Mount Pyapon, however, was associated with a tragic past. According to tradition, in a previous life Me Phyu had resided there as a spirit alongside a female companion. The companion, resentful that Me Phyu had taken a mortal husband, is said to have orchestrated a tiger attack that killed Maung Ngon. Heartbroken by his death, Me Phyu died shortly afterward and returned to the spirit world.

=== Second account ===
In an alternative version of story, Mount Pyapon is described as having two peaks, referred to as the "Old Mountain" (Taung-O) and the "Main Mountain" (Taung-Ma). According to this account, two sisters originally resided there as guardian spirits. The younger sister, Me Phyu, wished to experience life in the human realm. The elder sister agreed but required a solemn vow that Me Phyu would never marry. Following this agreement, Me Phyu was reborn through a virgin birth.

Me Phyu is said to have broken her vow by marrying and bringing her husband to Mount Pyapon. In response, the elder sister reclaimed her life, but not before ensuring the couple would not be discovered by the king's soldiers. Afterward, the elder sister appointed Me Phyu as the guardian of the mountain, earning the title Pyapon Shinma (Lady of Pyapon) and authority over the mountain. The elder sister was subsequently released from her existence as a nat and ascended to a higher realm.

Local tradition holds that Me Phyu harbored resentment toward Pyaung Pya village, whose inhabitants had assisted soldiers searching for her. She is said to have cursed the village, ensuring that despite fertile land and hard labor, its people would remain impoverished, and that women of exceptional beauty born there would face tragic fates in adulthood. Her spirit is also believed to resent being denied fine clothing and jewelry in life. Visitors to Mount Pyapon are traditionally required to remove and conceal necklaces, bracelets, and earrings; failure to do so is thought to provoke her jealousy, potentially bringing sudden storms or darkness that disorient and frighten them.

=== Encounter with Ashin Wayama ===
According to Putee Saik Ko Tway Hmat Tan (ပုတီးစိပ်ကိုယ်တွေ့မှတ်တမ်း, "Personal Records of Rosary Recitation") by Venerable Ashin Wayama Bhivamsa, the seventh Sayadaw of Kyaw Aung San Htar, an event is said to have occurred in 1954 during his pilgrimage to Alaungdaw Kathapa. During the journey, Me Phyu is described as having manifested and guiding the Sayadaw along the path.
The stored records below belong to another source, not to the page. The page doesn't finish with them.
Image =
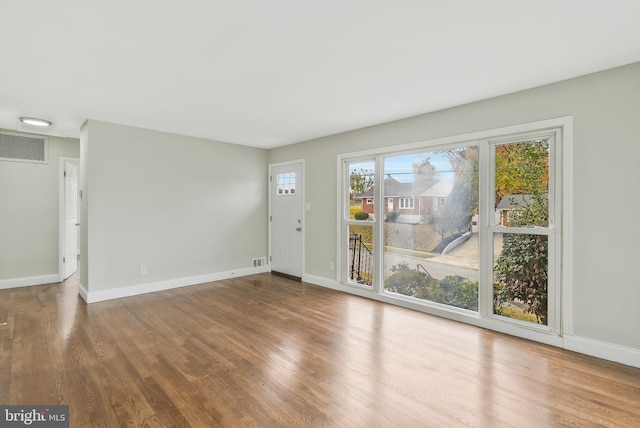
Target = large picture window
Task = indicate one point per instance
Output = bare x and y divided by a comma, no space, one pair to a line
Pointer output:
469,228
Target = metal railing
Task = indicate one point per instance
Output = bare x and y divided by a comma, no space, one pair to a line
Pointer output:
360,260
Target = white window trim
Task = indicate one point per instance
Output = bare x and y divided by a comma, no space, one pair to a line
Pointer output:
564,165
403,201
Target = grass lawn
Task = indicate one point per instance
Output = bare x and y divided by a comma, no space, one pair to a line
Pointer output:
409,239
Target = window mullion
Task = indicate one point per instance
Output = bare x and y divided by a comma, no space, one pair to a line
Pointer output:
485,228
378,229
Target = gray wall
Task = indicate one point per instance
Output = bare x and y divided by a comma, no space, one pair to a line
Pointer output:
606,108
29,213
182,206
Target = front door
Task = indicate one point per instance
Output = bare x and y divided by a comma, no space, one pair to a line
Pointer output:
71,219
286,218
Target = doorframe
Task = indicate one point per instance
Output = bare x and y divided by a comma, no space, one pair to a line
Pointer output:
62,211
303,208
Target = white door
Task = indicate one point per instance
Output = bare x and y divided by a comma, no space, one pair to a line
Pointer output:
286,219
71,219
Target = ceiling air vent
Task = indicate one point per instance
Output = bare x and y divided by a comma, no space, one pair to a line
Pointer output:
23,148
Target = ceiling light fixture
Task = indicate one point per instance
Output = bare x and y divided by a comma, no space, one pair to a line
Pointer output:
35,121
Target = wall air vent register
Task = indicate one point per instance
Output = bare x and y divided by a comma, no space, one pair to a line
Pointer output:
23,148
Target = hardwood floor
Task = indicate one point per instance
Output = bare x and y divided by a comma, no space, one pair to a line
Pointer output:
267,351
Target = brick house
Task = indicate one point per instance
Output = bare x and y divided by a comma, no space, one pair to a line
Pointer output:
414,202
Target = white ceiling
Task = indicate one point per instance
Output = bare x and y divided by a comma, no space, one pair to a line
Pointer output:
271,73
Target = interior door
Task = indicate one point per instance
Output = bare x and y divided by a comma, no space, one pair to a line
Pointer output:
286,219
71,219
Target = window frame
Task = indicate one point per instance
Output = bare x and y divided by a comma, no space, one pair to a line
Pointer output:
560,235
404,199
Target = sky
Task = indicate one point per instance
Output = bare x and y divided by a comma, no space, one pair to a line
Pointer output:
401,167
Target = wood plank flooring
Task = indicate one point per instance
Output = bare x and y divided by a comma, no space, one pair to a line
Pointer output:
266,351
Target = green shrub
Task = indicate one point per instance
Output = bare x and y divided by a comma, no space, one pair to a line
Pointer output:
452,290
361,215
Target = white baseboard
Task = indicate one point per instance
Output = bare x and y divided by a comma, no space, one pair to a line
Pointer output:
29,281
605,350
150,287
591,347
82,290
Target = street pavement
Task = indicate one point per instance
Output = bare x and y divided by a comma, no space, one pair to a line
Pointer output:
462,260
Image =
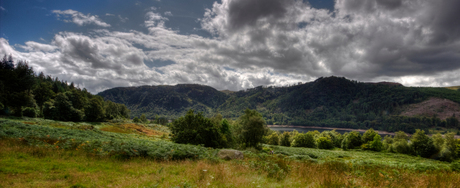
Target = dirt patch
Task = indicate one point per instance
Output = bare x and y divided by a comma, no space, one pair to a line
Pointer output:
114,129
441,108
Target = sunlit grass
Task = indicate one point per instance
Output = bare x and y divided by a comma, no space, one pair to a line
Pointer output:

When the Sayadaw inquired about the ancient curse she had placed on Pyaung Pya village, Me Phyu is said to have replied that she had released her past anger and would no longer uphold the curse. Upon hearing this, the Sayadaw uttered sadhu (well done) and conferred a special gatha (religious verse) upon her. He instructed her to recite the verse with her prayer beads for three rounds each day, explaining that this practice would elevate her spiritual status. According to the account, Me Phyu followed these instructions and returned to the Sayadaw eleven days later to report that her powers had increased, and that she had attained the rank of bhummaso, a higher guardian deity of the earth.

==Beliefs==
Women from Pyaung Pya, Myo Gyi, and surrounding areas observe a custom intended to appease her spirit. Before wearing beads, earrings, or other jewelry, they first offer these items at Me Phyu's shrine. Local tradition further maintains that, as a consequence of her curse, the villagers remain burdened by debt despite the land's capacity to yield up to three harvests annually. It is also believed that whenever a woman of exceptional beauty is born in the village—according to some accounts, once every three years—she is destined to meet a tragic fate.

In 1174, during the reign of King Narapatisithu of Pagan, the Venerable monk Kassapa is said to have died in the valley between the Pontaung Ponnya and Mahura mountain ranges. The site later became known as Alaungdaw Kathapa. Near this site, King Narapatisithu is also believed to have built and donated a shrine, or spirit palace, dedicated to Pyapon Taung Shinma.